Propagação por estacas (opcional)
- Use ponteiros macios de 10–15 cm, retire folhas de baixo e coloque em água ou substrato úmido e bem drenado.
- Enraíza em 1–3 semanas com calor e luz indireta.
Rega
- Mantenha o substrato úmido nas primeiras semanas.
- Depois de estabelecida, regue profundamente 1–2 vezes/semana, deixando secar 2–3 cm da superfície entre regas. Evite encharcar (risco de podridão de raiz).
Adubação
- No plantio: incorpore composto bem curtido.
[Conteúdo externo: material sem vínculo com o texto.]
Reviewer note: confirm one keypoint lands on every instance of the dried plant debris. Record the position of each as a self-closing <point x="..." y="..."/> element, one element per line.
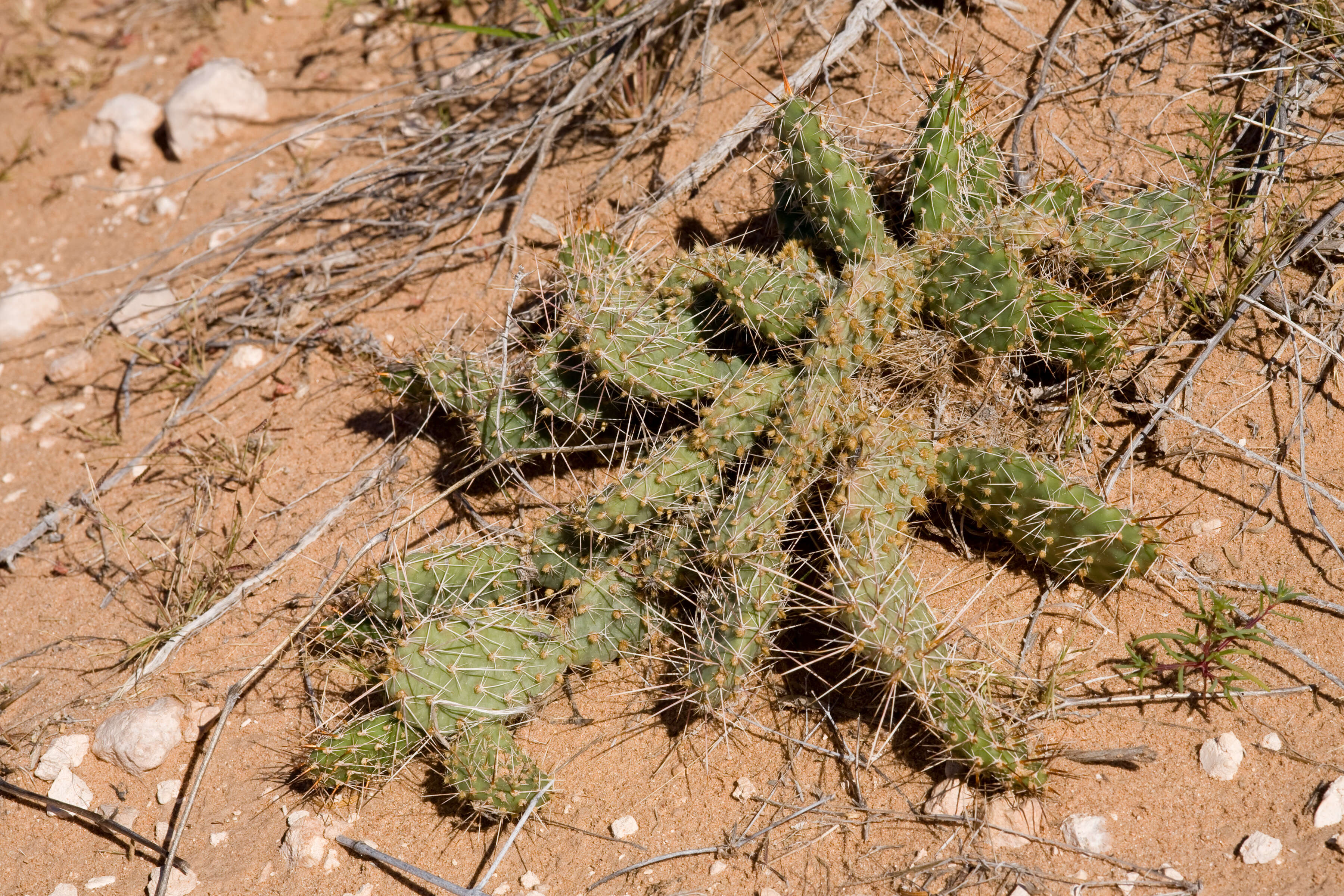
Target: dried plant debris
<point x="791" y="487"/>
Em vasos, use substrato com 20–30% de composto.
- Manutenção: adube levemente a cada 4–6 semanas com adubo balanceado de liberação lenta ou chá/composto, evitando excesso de nitrogênio (muito N dá muita folha e pouca flor).
- Se necessário, complemente com fósforo e potássio para estimular floração.
Condução, suportes e poda
- Forneça algo para a planta se enrolar (telas, arames, barbantes). Direcione os ramos jovens ao suporte.
- Faça despontes leves para estimular ramificações e conter o tamanho.
- Remova flores e cápsulas secas se quiser reduzir a auto-semeadura.
Cultivo em vasos
- Vaso de 5–10 L (ou maior), com ótima drenagem.
- Regas mais frequentes que no solo; evite prato com água.
- Instale estaca/treliça no próprio vaso.
Pragas e doenças comuns
- Pragas: pulgões, mosca-branca, ácaros, lagartas. Controle com jato d’água, óleo de neem, sabão potássico ou coleta manual; favoreça joaninhas e outros inimigos naturais.
- Doenças: míldio/pólen (oídio), ferrugem e podridão de raiz em excesso de umidade. Garanta boa circulação de ar, evite molhar folhas à noite e não encharque.
Ciclo e manutenção
- Cresce e floresce rápido, muitas vezes 8–12 semanas após o plantio.
- Em regiões sem frio forte pode comportar-se como perene curta; em áreas com frio é anual.
- Atrai polinizadores. Faça cobertura morta (mulching) para reter umidade e suprimir ervas daninhas.
Cautelas importantes
- Potencial de escape: como outras cordas-de-viola, pode se auto-semeiar e tornar-se daninha. Retire cápsulas de sementes antes de secarem e verifique normas locais sobre espécies potencialmente invasoras.
- Toxicidade: sementes e outras partes podem ser tóxicas para pessoas e animais (especialmente pets e equinos). Não ingerir; mantenha fora do alcance de crianças e animais.
Calendário rápido (Brasil, ajuste conforme seu microclima)
- Sul/Sudeste/Centro-Oeste: semear de setembro a novembro; floração primaveril–verão.
- Nordeste/Norte: semear no início das chuvas; pode florescer praticamente o ano todo em áreas sem estiagens severas.
Se você disser sua cidade/região e se pretende cultivar em vaso ou no chão, posso ajustar o espaçamento, frequência de rega e época de plantio com mais precisão.